Assassin bugs (family Reduviidae) are predatory insects that are of great benefit to gardeners. They are proficient at capturing and feeding on a wide variety of prey including other bugs, bees, flies, and caterpillars. Prey are captured with a quick stab of the assassin bug’s long mouth parts. After being immobilized by a paralyzing toxin, the prey’s body fluids are then drawn through the assassin bug’s soda straw-like mouthparts.
Most species of assassin bugs are gray to black or brownish in color, though some are brightly colored. Zelus is a common genus with several species in Texas. The milkweed assassin bug, Zelus longipes, is the most distinctive species. At least one species of Zelushas been reported as a household invader in the fall and winter.
As it name, this bug can cause the spread of a highly hazardous diseases called Chagas disease, leaving a parasite under the skin. Kissing bugs are most active at night and like to attack people while they’re sleeping.
Symptoms of Chagas disease are mild at first. People who are bitten will experience flu-like symptoms. However, about one third of people who contract the disease develop much worse problems.

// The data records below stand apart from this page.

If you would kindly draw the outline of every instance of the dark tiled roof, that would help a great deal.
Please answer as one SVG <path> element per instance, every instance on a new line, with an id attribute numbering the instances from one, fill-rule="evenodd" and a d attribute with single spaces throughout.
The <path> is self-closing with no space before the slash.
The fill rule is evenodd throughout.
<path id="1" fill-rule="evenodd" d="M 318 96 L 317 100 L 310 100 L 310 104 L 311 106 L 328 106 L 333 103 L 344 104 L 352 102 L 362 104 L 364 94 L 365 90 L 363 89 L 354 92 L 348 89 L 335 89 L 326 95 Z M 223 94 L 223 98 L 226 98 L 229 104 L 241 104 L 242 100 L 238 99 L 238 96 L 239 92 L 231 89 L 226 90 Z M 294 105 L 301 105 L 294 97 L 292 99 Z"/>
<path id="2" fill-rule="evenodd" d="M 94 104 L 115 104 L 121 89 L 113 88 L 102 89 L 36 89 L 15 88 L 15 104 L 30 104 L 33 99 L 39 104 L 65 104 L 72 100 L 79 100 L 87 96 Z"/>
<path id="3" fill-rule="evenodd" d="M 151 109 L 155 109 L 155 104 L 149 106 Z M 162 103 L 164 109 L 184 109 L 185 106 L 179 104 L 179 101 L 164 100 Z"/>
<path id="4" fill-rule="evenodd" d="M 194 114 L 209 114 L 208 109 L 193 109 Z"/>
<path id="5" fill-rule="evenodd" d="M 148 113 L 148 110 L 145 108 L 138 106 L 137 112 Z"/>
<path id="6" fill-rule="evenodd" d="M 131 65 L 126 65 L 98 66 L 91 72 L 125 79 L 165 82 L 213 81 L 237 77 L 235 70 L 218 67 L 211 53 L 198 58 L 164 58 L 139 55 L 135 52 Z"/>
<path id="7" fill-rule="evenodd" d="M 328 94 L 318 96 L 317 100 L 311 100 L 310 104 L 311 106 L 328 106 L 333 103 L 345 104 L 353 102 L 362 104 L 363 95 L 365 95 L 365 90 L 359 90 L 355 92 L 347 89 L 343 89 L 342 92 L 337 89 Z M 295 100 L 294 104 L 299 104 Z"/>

According to the Mayo Clinic, Rash, aches, fever, fatigue, swollen glands, and a loss of appetite occur in many people. In more severe cases, people experience abdominal pain, constipation, irregular heartbeat, and even sudden cardiac arrest.
The best course of action if you suspect you’ve been bitten by one of these deadly pests is to get to the doctor as soon as possible. Avoid rubbing or scratching the bite and do not touch your eyes. There is no known cure for the disease, so trying to minimize the chance of infection is the best course of action.
The best offense is a good defense. If you see what you think might be a kissing bug, avoid it at all costs. And if you are bitten, call a medical professional immediately.